We established human TMEs or SCEs in primary culture using published methods.^11–13 For each experiment, TMEs from one donor and SCEs from another donor were collected (using passage ≤ 5). Confluent monolayers were then treated either by SLT irradiation or by exposure to conditioned media, using our protocols.^5,6 The cells were first grown in Dulbecco's modified Eagle's medium (DMEM) containing 15% fetal calf serum (FCS) and then the FCS was replaced to use 10% heat inactivated FCS during the experimental in vitro treatments.

Ex Vivo.

The day of harvesting, corneo-scleral rims were placed in freshly prepared DMEM media and used in ex vivo experiments. We followed tenets of the Declaration of Helsinki and received institutional review board approval from the University of California San Francisco Committee on Human Research approval number 10-04506.

Experiments

In Vitro.

In triplicate experiments, TME or SCE monolayers containing approximately 3.9 million cells per sample received one of the following three treatments: (1) SLT irradiation using the frequency-doubled, Q-switched, Nd:YAG instrument (F-D Nd:YAG) (Lumenis, Inc., San Jose, CA, USA) to deliver a standard number of low-fluency shots (0.8 mJ/pulse or 600 mJ/cm²); (2) exposure to media conditioned for 36 hours after SLT irradiation by either cells of the same type, or (3) by cells of the other type.

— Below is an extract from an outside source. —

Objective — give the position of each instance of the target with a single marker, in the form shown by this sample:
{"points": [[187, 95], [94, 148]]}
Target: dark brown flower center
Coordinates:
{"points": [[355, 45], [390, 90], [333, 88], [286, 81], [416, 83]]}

Twelve hours after each of three treatments, total RNA was extracted from each monolayer for cytokine-gene expression assays. Thirty-six to 48 hours after each of three treatments, media from TMEs or SCEs were collected and assayed for cytokine-protein expression.^5,6

Ex Vivo.

Each corneo-scleral ring was maintained in cell-culture media and divided into halves, with one-half receiving 83 SLT laser pulses measuring approximately 0.60 mJ/shot amounting to an average of 49.42 mJ/specimen, and the other half remaining untreated as a control. After SLT treatment, the CAOP tissues were dissected from surrounding tissues and placed in 35-mm culture dishes containing 0.5 mL of culture media and 5% fetal bovine serum. After 48 hours, the media were assayed to measure the total protein concentration using the BCA kit (Pierce Thermo Scientific, Rockford, IL, USA). Subsequently, using cytokine antibody array, ELISA, or both methods, treated and untreated samples were assayed in duplicate loading the same amount of total protein. Antibody array densitometry data were collected for each cytokine spot using ImageJ (http://imagej.nih.gov/ij/; provided in the public domain by the National Institutes of Health, Bethesda, MD, USA) and ELISA concentration was determined using VERSAmax Microplate Reader (TECAN; Morrisville, NC, USA).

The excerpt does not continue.